When you’re considering Montessori education for your child, the first question that will inadvertently pop up in your mind will be, ‘Is this the education that will equip my child for the skills they will need in adulthood?’ While some might reply with a resounding ‘Yes’, there are a fair share of naysayers that will try their best to make you believe that the Montessori route is not the best choice. It’s imperative, then, to put all cards on the table and see exactly what you might be getting into, when opting for the Montessori way of teaching.
What is a ‘Montessori school’, anyways?
Before we take a look at whether Montessori education lives up to the hype, let’s consider what it even is, in the first instance.
In essence, a Montessori school is one that provides an environment that is highly conducive for hands-on learning. A Montessori education involves the use of materials that encourage children to learn in different ways. Even the curriculum is nothing like the kind you find in a traditional school, the focus being on activities that keep children interested, instead of pushing them to learn. In a nutshell, the philosophy of the Montessori program encompasses child-centered learning, helping the children have ownership over their learning.
Pros of Montessori Education
If you’re looking to validate your shaky belief that Montessori education will give your children that edge, you’ve come to the right place. Here are those pro-Montessori reasons!

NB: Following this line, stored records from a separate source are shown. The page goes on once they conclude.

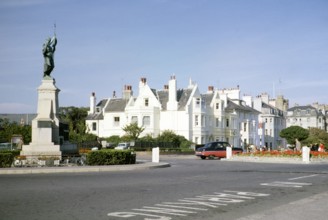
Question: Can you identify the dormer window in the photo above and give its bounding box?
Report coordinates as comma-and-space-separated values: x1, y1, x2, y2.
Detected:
195, 98, 200, 107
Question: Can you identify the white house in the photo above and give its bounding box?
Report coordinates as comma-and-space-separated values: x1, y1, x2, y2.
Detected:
86, 76, 259, 150
287, 105, 326, 130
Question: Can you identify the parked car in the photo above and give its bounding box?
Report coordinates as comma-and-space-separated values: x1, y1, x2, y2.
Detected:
195, 141, 243, 159
114, 142, 130, 150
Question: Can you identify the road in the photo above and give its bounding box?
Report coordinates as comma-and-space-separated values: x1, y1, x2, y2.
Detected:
0, 156, 328, 220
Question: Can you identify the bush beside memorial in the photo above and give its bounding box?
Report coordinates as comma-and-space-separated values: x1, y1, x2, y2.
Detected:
87, 150, 136, 166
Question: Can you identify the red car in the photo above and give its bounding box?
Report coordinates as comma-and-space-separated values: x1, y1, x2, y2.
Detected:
195, 141, 243, 159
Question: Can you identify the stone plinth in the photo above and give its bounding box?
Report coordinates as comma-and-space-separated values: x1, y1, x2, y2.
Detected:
21, 77, 61, 160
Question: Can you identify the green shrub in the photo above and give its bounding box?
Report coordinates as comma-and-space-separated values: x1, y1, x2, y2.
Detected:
87, 149, 136, 166
0, 153, 14, 168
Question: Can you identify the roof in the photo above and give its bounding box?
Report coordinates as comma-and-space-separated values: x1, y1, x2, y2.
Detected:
105, 98, 129, 112
226, 99, 261, 114
287, 105, 324, 116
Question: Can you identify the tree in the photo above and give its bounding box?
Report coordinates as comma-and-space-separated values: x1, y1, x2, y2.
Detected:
304, 128, 328, 145
122, 122, 145, 141
59, 106, 97, 143
157, 130, 181, 147
279, 126, 309, 145
0, 119, 32, 144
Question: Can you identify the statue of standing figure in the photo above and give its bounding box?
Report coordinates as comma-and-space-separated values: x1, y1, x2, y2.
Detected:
42, 35, 57, 77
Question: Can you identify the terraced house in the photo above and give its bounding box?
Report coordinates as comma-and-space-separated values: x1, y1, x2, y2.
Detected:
287, 105, 327, 131
86, 76, 260, 150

Unlike in a traditional classroom, children aren’t left to their own devices, to learn how to cope with their social difficulties. Instead, one of the Montessori method essentials is that social emotional learning is directly embedded within the curriculum itself. Right from a tender age, students are taught to develop relationships based on mutual respect and cooperation.
It’s inclusive of children with special needs
Maria Montessori’s grand vision for education placed a great emphasis on carving a place for children with special needs. The really great thing about Montessori education lies in the fact that children of special needs are grouped with differently-aged peers and remain in the same classroom with the same teachers, for 3 years. This ensures they are under no sort of pressure to ‘keep up’, and have that vital sense of freedom to grow at their own pace.
Each individual is treated as a single entity
A Montessori preschool doesn’t care about standardized tests. Instead, every child is evaluated on an individual basis, thereby allowing teachers to identify the unique ability of each child, thus enabling them to work at their own pace.
It infuses a love for learning
Which kid likes learning? You’ll be surprised to find that kids having a Montessori education actually inculcate a lifelong love for learning. This novel method of education seems to bolster their inherent sense of curiosity about the world around them. That love for learning undoubtedly holds them in good stead for the years of secondary education to follow, and for Life, too!
There’s a broader range of subjects taught
The Montessori classroom is a place where kids come to see that the whole world is a potential learning opportunity. Subjects like Physics and Geography are explained from a holistic standpoint. Apart from this, there is far more time spent outdoors as compared with the traditional learning model, and plenty of emphasis on hands-on projects that offer a truly ‘out of the box’ learning experience for the kids.
The Cons of Montessori Education
You’ve seen the rosy stuff where it comes to Montessori Education. But you know what they say – Every rose has its thorn! Let’s take a look, then, at why the Montessori way of learning might not be the perfect choice for our children, after all.
It is considered a ‘white and privileged’ education
You know what that means. Unfortunately, Montessori education is not for everyone. Certainly not what Maria Montessori had in mind, but there’s no escaping the harsh reality. Namely, that the Montessori program is private, admissions-regulating and tuition-centric to a great extent. That makes it difficult for children of color and even those who come from low-income families, to secure seats in Montessori schools.
It can be difficult to make friends
While a Montessori education might be pretty exemplary, it’s another story where it comes to forging friendships. After all, a Montessori classroom is much smaller than its traditional counterpart. Further, it doesn’t really help when the children have only one or two kids of their age, in their classroom. This makes it more difficult for them to make friendships later on, in high school.
The curriculum is not that structured
While the Montessori method of learning places a great emphasis on children learning at their own pace, this might not be such a great thing at times. On account of the teachers helping children to focus on certain key areas, some subjects, such as Math, might just end up getting neglected.
The authenticity of a Montessori school is up for debate
Any school can claim to impart a Montessori education. There are in fact no guidelines that need to be met, in order for an institution to call themselves a Montessori school, and parents have to do their due diligence to figure out the authenticity of the school.
The lack of routine might be intimidating
Believe it or not, children actually like a sense of routine and structure that is more present in traditional classrooms (for instance, chairs and tables stacked together unlike the more ‘open’ Montessori classrooms). While Montessori classrooms offer more freedom, children might lack that sense of order and safety that comes with a traditional classroom.
There are plenty of things to bear in mind before diving headlong into the Montessori admissions process. The pros and cons of Montessori education that have been articulated here, will hopefully help you make a well-balanced decision when it comes to securing the right kind of education for your little one with EuroKids.